Я шел по проспекту особенно твердо и звонко — и мне казалось, так же шли все. Но вот перекресток, поворот за угол, и я вижу: все как-то странно, стороной огибают угол здания — будто там в стене прорвало какую-то трубу, брызжет холодная вода, и по тротуару нельзя пройти.
Еще пять, десять шагов — и меня тоже облило холодной водой, качнуло, сшибло с тротуара… На высоте, примерно, 2-х метров на стене — четырехугольный листок бумаги и оттуда — непонятные — ядовито-зеленые буквы:
А внизу S-образная изогнутая спина, прозрачно колыхающиеся от гнева или от волнения крылья-уши. Поднявши вверх правую руку и беспомощно вытянув назад левую — как больное, подбитое крыло, он подпрыгивал вверх — сорвать бумажку — и не мог, не хватало вот столько.
Вероятно, у каждого из проходивших была мысль: «Если подойду я, один из всех — не подумает ли он: я в чем-нибудь виноват и именно потому хочу…»
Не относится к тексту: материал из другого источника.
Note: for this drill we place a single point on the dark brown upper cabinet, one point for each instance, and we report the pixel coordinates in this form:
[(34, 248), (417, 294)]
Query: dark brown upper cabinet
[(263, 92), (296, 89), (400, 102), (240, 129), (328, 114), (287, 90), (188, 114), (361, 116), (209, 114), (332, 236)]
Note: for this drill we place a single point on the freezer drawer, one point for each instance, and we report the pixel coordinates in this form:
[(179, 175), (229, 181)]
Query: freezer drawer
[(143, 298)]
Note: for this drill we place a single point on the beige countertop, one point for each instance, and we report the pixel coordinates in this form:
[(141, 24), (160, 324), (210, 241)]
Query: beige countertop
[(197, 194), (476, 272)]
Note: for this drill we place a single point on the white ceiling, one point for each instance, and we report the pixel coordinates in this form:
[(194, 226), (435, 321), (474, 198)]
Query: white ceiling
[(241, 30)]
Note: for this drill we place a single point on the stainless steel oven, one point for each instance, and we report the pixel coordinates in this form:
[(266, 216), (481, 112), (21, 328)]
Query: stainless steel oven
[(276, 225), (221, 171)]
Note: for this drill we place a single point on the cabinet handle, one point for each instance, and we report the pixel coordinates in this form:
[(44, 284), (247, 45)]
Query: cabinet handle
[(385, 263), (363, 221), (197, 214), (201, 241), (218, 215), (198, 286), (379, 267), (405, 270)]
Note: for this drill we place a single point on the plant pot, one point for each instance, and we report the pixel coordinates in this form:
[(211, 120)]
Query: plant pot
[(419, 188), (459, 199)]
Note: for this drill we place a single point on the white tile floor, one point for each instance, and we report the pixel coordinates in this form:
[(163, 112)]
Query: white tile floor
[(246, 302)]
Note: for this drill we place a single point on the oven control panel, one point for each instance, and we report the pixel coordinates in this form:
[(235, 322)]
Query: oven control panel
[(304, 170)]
Сознаюсь: та же мысль была и у меня. Но я вспомнил, сколько раз он был настоящим моим ангелом-хранителем, сколько раз он спасал меня — и смело подошел, протянул руку, сорвал листок.
S оборотился, быстро-быстро буравчиками в меня, на дно, что-то достал оттуда. Потом поднял вверх левую бровь, бровью подмигнул на стену, где висело «Мефи». И мне мелькнул хвостик его улыбки — к моему удивлению, даже как будто веселой. А впрочем, чего же удивляться. Томительной, медленно поднимающейся температуре инкубационного периода — врач всегда предпочитает сыпь и сорокаградусный жар: тут уж, по крайней мере, ясно, что за болезнь. «Мефи», высыпавшее сегодня на стенках, — это сыпь. Я понимаю его улыбку… [1]
Спуск в подземку — и под ногами, на непорочном стекле ступеней — опять белый листок: «Мефи». И на стене внизу, на скамейке, на зеркале в вагоне (видимо, наклеено наспех — небрежно, криво) — везде та же самая белая, жуткая сыпь.
В тишине — явственное жужжание колес, как шум воспаленной крови. Кого-то тронули за плечо — он вздрогнул, уронил сверток с бумагами. И слева от меня — другой: читает в газете все одну и ту же, одну и ту же, одну и ту же строчку, и газета еле заметно дрожит. И я чувствую, как всюду — в колесах, руках, газетах, ресницах — пульс все чаще, и, может быть, сегодня, когда я с I попаду туда — будет 39, 40, 41 градус — отмеченные на термометре черной чертой…
На эллинге — такая же, жужжащая далеким, невидимым пропеллером, тишина. Станки молча, насупившись, стоят. И только краны, чуть слышно, будто на цыпочках, скользят, нагибаются, хватают клешнями голубые глыбы замороженного воздуха и грузят их в бортовые цистерны «Интеграла»: мы уже готовим его к пробному полету.
— Ну что: в неделю кончим погрузку?
Это я — Второму Строителю. Лицо у него — фаянс, расписанный сладко-голубыми, нежно-розовыми цветочками (глаза, губы), но они сегодня — какие-то линялые, смытые. Мы считаем вслух, но я вдруг обрубил на полуслове и стою, разинув рот: высоко под куполом на поднятой краном голубой глыбе — чуть заметный белый квадратик — наклеена бумажка. И меня всего трясет — может быть, от смеха — да, я сам слышу, как я смеюсь (знаете ли вы это, когда вы сами слышите свой смех?)
— Нет, слушайте… — говорю я. — Представьте, что вы на древнем аэроплане, альтиметр 5000 метров, сломалось крыло, вы турманом вниз, и по дороге высчитываете: «Завтра — от 12 до 2-х… от 2-х до 6… в 6 обед…» Ну, не смешно ли? А ведь мы сейчас — именно так!
Голубые цветочки шевелятся, таращатся. Что если б я был стеклянный, и он видел, что через каких-нибудь 3—4 часа…
1. ↑ Должен сознаться, что точное решение этой улыбки я нашел только через много дней, доверху набитых событиями странными и неожиданными.